ORLANDO, Fla. – The Coalition of Immokalee Workers has announced that The Fresh Market, a North Carolina-based chain with 130 stores in 27 states, has joined the coalition’s Fair Food Program.
The CIW is a Florida-based human rights organization of more than 4,000 tomato harvesters, – mostly Latino, Mayan Indian, and Haitian, many of them immigrants. It has been campaigning for years to win Fair Food agreements with growers, supermarket chains and fast food outlets on livable wages and humane working conditions.
Under the pact between the CIW and Fresh Market, announced Jan. 7, the company will increase its purchases of tomatoes from Florida growers participating in the program by 15 percent year-over-year. Around 90 percent of the growers have signed onto the program.

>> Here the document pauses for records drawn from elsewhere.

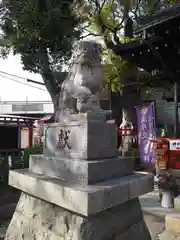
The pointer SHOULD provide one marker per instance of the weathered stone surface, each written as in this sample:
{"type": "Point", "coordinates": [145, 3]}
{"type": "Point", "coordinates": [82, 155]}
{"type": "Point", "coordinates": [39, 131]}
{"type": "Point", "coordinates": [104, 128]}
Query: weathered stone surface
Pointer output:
{"type": "Point", "coordinates": [81, 139]}
{"type": "Point", "coordinates": [37, 219]}
{"type": "Point", "coordinates": [81, 171]}
{"type": "Point", "coordinates": [85, 200]}
{"type": "Point", "coordinates": [173, 222]}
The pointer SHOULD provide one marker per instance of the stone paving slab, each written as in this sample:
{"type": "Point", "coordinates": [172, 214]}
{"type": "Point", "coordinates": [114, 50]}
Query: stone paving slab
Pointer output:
{"type": "Point", "coordinates": [169, 235]}
{"type": "Point", "coordinates": [85, 200]}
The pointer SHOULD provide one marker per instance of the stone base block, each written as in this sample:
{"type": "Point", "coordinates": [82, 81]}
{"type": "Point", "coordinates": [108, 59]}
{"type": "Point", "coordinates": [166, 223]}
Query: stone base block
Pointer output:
{"type": "Point", "coordinates": [84, 200]}
{"type": "Point", "coordinates": [37, 219]}
{"type": "Point", "coordinates": [169, 235]}
{"type": "Point", "coordinates": [81, 171]}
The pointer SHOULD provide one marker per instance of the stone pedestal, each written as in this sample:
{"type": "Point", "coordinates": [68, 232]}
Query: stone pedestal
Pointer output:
{"type": "Point", "coordinates": [79, 189]}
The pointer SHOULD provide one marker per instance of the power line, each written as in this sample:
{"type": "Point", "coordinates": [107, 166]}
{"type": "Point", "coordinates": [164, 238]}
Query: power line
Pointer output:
{"type": "Point", "coordinates": [26, 84]}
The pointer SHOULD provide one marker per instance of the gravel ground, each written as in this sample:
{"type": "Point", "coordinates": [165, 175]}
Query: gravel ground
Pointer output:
{"type": "Point", "coordinates": [154, 224]}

This sets an “important new precedent that recognizes and supports growers who are making significant investments to improve labor conditions on their farms with increased market share,” the CIW said.

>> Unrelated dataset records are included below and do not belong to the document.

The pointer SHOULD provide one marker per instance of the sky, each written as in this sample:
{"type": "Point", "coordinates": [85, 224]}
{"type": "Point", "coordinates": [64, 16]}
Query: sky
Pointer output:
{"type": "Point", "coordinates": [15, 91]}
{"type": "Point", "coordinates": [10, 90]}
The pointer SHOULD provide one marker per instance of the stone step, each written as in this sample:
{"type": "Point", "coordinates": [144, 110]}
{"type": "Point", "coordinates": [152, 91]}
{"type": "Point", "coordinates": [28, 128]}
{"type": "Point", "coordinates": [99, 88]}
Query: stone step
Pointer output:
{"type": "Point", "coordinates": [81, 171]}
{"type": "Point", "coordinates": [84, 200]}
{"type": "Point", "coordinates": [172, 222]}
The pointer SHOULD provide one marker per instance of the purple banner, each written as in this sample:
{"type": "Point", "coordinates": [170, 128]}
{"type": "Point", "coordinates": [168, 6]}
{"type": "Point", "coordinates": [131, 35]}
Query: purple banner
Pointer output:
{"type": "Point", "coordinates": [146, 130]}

Yum Brands (whose holdings include Taco Bell and Pizza Hut) became, in 2005, the first company to join the program, which requires that purchasers – such as restaurant and grocery chains and food-service companies – of tomatoes grown under the program rules agree to pay an extra penny per pound for those tomatoes with all that money going to the harvesters.
A dozen other companies, including Walmart, Chipotle Mexican Grill, Trader Joe’s, Sodexo, Aramark, Subway, Whole Foods, Burger King and McDonald’s, have joined subsequently. The CIW reports that the extra penny has resulted in farmworkers earning around $15 million in “fair food premiums” since 2011.
“By enlisting the might of major restaurant chains and retailers,” reported the New York Times, the CIW has forced Florida growers to increase wages for 30,000 farmworkers and to “follow strict standards that mandate rest breaks and forbid sexual harassment and verbal abuse.” “The incentive for growers to comply… is economically stark,” noted the Time. “The big companies have pledged to buy only from growers who follow the new standards… The companies have also pledged to drop any suppliers that violate the standards.”
The penny can mean earning an extra $60 to $80 a week for the tomato harvesters – a 20 percent to 35 percent weekly increase for workers whose average wage is about $8.75 an hour.
The CIW’s Campaign for Fair Food, is still targeting three grocery and fast-food chains – Publix, Ahold USA/Kroger, and Wendy’s – for refusing to participate in the program.
Lakeland, Fla.-based Publix (one of the 10 largest volume supermarket chains in the country with $29 billion in sales in 2014 and 1,100 stores in the Deep South) has, says the CIW, “stubbornly refused to join this promising new partnership and to do its part to help improve the lives of the farmworkers who pick its tomatoes.”
Publix claims that it doesn’t want to get involved in what it considers a dispute between its suppliers and their workers. “We don’t believe ‘just paying the penny’ is the right thing to do,” the company says, adding that it “will not pay employees of other companies directly for their labor. That is the responsibility of their employer.”
As the CIW points out, however, the extra penny is in fact built into the price for the tomatoes paid to the growers, who then pay it to the harvesters, along with their regular wages.